Corpses in the Chamber Pot. While Paris tried clumsily and in vain to obtain a U.S. bomber strike, outgunned, outmanned French forces were pounded for 56 days by human-wave attacks. By night, the Reds tunneled like ants under many outposts. Dienbienphu's defenders fought back with machine guns, flamethrowers, hand grenades and bayonets. Latrines filled and festered, the water supply turned foul; French officers bitterly endorsed their valley's nickname: "le pot de chambre." The living grew too weary to bury the dead, and the stench of putrefying flesh even forced the guerrillas to wear gauze masks.
On April 2, Command Post Francoise was abandoned. In the first days of May, Dominique and Huguette crumbled. Ordered not to surrender, De Castries on May 7 radioed Hanoi: "It is the end. The Viet Minh are only a few yards from where I speak." His operator added: "Say hello to Paris for me. Au revoir." By that night, the last three commands--Eliane, Claudine, and isolated Isabelle to the south--were overrun, and for the first time in six months the smoke-shrouded valley lay silent.
Lessons Learned. Of Dienbienphu's 12,000 defenders, 2,293 were killed, and the rest, including most of the 5,134 wounded, began the long death march to Viet Minh prison camps. The debacle resulted in the partitioning of Viet Nam and thrust ultimate responsibility for Indochina on the U.S., which today grimly supports South Viet Nam's struggle against the Communist Viet Cong. Whether from lingering humiliation or its dreams of reasserting French influence in a neutralized Southeast Asia, or both, the France of Charles de Gaulle holds that the U.S. will inevitably meet its own Dienbienphu in Viet Nam.

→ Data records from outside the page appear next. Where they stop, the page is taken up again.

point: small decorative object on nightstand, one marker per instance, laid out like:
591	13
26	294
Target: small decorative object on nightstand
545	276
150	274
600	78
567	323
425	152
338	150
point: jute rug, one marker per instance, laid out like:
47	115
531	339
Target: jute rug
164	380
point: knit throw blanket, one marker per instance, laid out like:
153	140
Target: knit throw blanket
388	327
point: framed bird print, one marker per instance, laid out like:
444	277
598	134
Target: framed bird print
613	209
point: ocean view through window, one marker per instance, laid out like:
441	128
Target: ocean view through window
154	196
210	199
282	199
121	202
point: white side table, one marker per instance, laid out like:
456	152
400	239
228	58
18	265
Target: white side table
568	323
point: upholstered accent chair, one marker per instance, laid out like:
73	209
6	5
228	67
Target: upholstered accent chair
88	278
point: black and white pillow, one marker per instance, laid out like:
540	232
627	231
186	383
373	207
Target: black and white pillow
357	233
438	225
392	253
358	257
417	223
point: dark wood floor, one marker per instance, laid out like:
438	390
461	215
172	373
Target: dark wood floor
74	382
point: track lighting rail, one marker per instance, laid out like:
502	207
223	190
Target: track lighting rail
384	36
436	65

U.S. military planners virtually rule out any such prospect. For all their difficulties, South Vietnamese troops and U.S. advisers command enormous fire power and mobility, have learned never to box themselves into a static defense against fast-moving guerrillas. The Viet Cong of late have launched several attacks in battalion strength, but their numbers are nowhere near comparable to the Viet Minh, which moved entire divisions into Dienbienphu. Moreover, Dienbienphu was only 80 miles from Red China; the circuitous supply line to South Viet Nam is ten times longer. The Viet Cong have yet to deploy artillery or antiaircraft guns. And French air power was puny compared to the swarms of rocket-firing helicopters, transport craft and fighter-bombers that the U.S. has in South Viet Nam. With so great an advantage in air and fire power, U.S. advisers would like nothing better than to see the Viet Cong blunder into an open, pitched battle.
Giap's Goal. Biggest difference between the two wars, of course, is that the French were defending a tired colonial regime. They had scant encouragement from the government of Premier Joseph Laniel in Paris, which insisted that it could spare no more men or money. The U.S., by contrast, has repeatedly pledged full support for Viet Nam's defenders until the Viet Cong are finally routed. And, unlike the French, the Vietnamese are at least attempting an ambitious civic reform program.
The main dangers today, after two coups in six months, are that yet another upheaval might bring a neutralist government to power in Saigon, or that a series of coups could erode the people's will to resist. As General Giap has suggested, Communist strategy now envisages not one big Dienbienphu but a lot of small, frustrating engagements. Says Giap: "The enemy will pass slowly from the offensive to the defensive and be caught in a dilemma; he has to drag out the war in order to win it and does not possess, on the other hand, the psychological and political means to fight a long-drawn-out war." What the Communists hope for, clearly, is a Dienbienphu of the spirit.